Collections

Mark
3 min readMar 27, 2021

IEnumerable<T> is a sexy little beast and we use it all over the place. For the retards amongst you, it’s a collection of sorts, but not necessarily one that currently exists or is finite. What it really is, is a hook to an enumerator. This means that you can return IEnumerable<T> all over the shop and not have to commit yourself to using a List<T> or whatever.

Enter stage left deferred execution. You see, I can write something like…

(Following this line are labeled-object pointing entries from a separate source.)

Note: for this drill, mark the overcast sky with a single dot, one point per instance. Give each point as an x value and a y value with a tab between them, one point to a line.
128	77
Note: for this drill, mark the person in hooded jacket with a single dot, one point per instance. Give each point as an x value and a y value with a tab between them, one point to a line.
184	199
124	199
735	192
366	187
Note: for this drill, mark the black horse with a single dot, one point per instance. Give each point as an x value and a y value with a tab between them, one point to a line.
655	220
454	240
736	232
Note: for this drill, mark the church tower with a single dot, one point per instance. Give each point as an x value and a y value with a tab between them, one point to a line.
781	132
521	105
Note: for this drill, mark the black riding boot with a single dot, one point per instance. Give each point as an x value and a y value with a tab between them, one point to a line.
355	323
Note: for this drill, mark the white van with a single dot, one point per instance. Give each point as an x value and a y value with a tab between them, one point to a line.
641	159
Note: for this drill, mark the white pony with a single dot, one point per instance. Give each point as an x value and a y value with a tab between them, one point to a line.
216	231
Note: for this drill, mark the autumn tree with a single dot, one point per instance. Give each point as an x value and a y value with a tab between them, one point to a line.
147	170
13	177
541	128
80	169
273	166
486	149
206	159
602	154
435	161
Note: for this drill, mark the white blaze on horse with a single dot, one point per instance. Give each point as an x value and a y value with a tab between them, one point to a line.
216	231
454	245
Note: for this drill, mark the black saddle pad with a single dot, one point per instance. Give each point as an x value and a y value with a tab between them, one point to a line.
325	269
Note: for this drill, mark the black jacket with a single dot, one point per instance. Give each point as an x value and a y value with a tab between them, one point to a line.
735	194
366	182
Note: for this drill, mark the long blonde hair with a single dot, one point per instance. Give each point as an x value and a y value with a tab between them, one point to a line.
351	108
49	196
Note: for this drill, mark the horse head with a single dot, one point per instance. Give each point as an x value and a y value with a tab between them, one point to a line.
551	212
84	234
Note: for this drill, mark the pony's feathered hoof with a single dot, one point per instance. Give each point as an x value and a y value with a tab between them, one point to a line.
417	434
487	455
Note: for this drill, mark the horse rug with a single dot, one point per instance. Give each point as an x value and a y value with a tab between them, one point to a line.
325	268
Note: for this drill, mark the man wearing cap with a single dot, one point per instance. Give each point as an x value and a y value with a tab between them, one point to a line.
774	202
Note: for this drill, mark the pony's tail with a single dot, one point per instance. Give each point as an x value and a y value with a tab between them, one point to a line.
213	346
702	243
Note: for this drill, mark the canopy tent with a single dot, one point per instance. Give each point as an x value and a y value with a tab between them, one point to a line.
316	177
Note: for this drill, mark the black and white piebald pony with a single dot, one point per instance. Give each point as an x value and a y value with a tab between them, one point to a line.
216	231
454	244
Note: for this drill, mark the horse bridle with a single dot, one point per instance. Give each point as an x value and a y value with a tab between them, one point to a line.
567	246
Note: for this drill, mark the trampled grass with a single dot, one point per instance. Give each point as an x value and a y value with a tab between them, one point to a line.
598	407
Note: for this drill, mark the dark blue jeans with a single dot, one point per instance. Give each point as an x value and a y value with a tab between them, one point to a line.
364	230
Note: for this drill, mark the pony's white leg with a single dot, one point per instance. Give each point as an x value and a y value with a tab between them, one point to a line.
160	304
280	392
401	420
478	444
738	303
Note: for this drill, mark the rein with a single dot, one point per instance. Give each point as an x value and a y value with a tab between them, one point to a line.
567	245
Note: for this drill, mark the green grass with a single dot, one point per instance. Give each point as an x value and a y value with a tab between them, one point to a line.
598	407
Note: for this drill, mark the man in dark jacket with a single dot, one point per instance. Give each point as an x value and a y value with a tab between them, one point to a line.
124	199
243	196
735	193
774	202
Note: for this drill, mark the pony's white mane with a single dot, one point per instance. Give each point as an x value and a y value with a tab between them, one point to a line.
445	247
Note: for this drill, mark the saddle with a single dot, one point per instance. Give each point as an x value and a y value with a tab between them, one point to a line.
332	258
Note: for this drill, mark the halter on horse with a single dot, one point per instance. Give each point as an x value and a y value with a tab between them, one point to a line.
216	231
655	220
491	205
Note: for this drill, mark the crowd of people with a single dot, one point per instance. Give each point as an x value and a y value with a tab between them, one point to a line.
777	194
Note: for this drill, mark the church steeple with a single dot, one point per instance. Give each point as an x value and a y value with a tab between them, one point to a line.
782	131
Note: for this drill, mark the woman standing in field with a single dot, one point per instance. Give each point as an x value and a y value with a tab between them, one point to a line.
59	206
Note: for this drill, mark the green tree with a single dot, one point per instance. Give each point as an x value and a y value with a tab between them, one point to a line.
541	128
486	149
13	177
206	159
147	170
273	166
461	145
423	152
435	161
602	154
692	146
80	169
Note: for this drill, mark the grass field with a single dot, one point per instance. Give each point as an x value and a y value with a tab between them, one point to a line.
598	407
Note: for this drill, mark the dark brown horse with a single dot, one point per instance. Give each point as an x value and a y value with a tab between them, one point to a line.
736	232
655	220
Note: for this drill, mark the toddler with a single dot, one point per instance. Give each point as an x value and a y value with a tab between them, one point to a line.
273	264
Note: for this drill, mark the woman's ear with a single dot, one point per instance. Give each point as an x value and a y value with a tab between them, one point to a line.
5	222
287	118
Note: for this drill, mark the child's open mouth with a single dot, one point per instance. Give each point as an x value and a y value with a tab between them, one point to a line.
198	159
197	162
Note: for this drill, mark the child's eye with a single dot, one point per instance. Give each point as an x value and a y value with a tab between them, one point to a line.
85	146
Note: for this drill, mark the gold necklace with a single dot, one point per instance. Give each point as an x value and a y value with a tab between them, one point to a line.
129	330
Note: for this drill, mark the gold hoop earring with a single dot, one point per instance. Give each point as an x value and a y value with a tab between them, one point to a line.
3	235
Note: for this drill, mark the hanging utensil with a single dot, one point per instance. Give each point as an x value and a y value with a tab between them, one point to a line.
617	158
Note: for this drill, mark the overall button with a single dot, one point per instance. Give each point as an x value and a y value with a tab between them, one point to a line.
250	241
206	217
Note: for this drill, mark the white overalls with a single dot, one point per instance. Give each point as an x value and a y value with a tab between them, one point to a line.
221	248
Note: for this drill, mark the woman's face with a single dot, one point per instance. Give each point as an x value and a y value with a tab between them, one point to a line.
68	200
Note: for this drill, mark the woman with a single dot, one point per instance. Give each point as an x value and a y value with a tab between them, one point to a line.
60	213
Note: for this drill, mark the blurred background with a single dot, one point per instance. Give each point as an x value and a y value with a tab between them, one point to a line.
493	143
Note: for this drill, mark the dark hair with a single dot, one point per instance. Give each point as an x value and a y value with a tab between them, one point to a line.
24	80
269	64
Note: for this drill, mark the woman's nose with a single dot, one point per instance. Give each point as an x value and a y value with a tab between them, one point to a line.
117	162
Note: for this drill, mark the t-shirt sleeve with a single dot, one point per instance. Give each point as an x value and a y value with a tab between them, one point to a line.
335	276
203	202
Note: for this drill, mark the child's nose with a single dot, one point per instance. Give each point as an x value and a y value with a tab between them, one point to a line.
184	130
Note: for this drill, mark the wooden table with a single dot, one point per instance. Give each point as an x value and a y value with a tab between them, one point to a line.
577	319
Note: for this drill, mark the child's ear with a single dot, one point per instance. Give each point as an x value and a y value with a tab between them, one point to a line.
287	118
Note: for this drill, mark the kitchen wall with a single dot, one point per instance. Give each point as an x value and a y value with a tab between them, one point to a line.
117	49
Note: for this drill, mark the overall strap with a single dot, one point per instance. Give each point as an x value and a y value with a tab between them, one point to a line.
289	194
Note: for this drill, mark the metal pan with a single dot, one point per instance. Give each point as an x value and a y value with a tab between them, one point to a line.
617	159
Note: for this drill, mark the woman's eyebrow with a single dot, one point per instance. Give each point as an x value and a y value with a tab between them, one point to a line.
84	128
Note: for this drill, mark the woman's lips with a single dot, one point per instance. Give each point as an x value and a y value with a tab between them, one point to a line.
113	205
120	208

private readonly Random rand = new Random();private IEnumerable<int> GetValues()
{
yield return rand.Next();
yield return rand.Next();
yield return rand.Next();
yield return rand.Next();
}
public void PrintValues()
{
var values = GetValues();
foreach (var value in values) // First loop
Console.WriteLine(value);
foreach (var value in values) // Second loop
Console.WriteLine(value);
}

So say the first loop prints 1, 2, 3, 4 (look, it *could* happen okay?!), then the second loop also prints 1, 2, 3, 4, yeah? Yeah, nah. It generates 4 new random values. The thing here is that where we set ‘values’, we’re not actually setting it to the list of numbers we will eventually print. We’re just pointing it to the GetValues() method. Whenever we execute a foreach loop on it, we’re getting a new Enumerator (i.e. looping over the collection, where the collection is the method… sort of). This is called deferred execution and it happens everywhere you use LINQ. This is why dipshits who can’t code produce performance nightmares by not understanding when to make their results concrete. It’s not entirely their fault though, because — surprise, surprise — Microsoft yet again bollocksed this one up.

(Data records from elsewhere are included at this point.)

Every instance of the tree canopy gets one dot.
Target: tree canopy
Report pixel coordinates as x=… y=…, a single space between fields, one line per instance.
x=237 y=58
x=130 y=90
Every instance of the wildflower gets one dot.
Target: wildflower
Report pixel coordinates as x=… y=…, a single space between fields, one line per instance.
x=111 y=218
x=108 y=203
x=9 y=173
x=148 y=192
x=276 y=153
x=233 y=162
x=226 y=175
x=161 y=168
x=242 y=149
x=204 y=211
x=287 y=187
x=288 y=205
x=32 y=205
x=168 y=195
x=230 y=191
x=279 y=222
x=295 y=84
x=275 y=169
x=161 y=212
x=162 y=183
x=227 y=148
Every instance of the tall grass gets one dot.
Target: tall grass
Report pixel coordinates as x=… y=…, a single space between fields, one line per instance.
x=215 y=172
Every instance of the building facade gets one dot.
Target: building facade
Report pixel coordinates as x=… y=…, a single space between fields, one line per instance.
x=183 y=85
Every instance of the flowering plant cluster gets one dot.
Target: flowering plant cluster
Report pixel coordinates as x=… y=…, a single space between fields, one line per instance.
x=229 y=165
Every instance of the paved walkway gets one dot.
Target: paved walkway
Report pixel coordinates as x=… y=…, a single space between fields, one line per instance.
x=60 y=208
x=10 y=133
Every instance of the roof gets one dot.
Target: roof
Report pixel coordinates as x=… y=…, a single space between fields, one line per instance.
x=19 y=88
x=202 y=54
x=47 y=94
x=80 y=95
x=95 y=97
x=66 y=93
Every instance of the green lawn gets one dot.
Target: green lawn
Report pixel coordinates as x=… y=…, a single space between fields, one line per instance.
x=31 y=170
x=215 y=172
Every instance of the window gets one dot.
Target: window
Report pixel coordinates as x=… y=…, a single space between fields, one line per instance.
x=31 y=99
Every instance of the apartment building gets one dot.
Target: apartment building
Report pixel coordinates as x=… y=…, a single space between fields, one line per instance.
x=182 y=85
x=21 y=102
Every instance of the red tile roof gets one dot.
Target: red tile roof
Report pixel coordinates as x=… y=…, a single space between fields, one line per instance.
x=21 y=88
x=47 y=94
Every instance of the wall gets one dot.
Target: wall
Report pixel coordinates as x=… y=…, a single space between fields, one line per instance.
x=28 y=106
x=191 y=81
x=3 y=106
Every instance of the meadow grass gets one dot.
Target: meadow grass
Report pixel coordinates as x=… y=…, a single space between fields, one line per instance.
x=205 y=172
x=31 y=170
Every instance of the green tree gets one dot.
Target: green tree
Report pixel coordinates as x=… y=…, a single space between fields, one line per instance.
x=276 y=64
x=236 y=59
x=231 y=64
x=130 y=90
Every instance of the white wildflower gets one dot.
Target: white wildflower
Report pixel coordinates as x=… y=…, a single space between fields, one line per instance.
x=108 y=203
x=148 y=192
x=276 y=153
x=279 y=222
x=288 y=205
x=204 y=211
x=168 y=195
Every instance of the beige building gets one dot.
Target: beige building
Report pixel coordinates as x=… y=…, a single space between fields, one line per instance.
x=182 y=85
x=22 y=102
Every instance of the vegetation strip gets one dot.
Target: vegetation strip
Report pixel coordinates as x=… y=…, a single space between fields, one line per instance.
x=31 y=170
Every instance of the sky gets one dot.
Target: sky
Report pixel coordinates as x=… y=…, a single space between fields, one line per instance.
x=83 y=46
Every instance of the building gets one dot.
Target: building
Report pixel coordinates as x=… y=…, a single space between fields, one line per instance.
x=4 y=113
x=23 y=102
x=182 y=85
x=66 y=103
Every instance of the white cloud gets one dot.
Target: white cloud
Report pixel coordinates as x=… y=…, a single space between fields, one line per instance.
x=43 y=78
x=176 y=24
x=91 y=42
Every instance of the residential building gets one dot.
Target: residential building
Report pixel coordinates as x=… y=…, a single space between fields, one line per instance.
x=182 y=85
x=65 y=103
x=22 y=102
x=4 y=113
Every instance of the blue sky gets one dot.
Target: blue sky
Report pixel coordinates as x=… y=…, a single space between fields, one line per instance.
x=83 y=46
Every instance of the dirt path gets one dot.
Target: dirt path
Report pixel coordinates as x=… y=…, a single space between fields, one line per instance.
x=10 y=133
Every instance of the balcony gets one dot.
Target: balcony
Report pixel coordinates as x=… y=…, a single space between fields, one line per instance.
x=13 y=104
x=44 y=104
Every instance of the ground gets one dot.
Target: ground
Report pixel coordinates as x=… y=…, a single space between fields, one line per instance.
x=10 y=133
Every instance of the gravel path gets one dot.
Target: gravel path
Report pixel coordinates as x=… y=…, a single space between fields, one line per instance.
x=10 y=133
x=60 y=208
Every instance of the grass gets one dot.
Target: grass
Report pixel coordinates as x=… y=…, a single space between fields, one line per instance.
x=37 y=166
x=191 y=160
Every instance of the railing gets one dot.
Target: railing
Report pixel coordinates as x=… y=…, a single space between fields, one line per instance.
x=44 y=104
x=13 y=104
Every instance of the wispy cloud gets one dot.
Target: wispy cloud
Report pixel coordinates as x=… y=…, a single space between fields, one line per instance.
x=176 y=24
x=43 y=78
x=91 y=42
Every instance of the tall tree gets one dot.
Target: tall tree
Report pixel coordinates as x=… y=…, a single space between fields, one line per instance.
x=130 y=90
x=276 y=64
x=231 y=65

You see, the problem is that you don’t know whether an IEnumerable is backed by a concrete collection or not. You end up doing shit like…

public void DoShit(IEnumerable<Foo> foos)
{
foos = foos as ICollection<Foo> ?? foos.ToArray();
...
}

everywhere because you can’t trust what got passed in. It gets worse than this, though. You see, not every concrete generic collection type implements ICollection<T>. Some of them implement IReadOnlyCollection<T>. Some of them implement both. Even which one they implement seems to be pretty random and at the whim of the designers who struggled with the hand-me-downs that is MS’s logic. And I emphasise the ‘downs’ when talking about MS designers.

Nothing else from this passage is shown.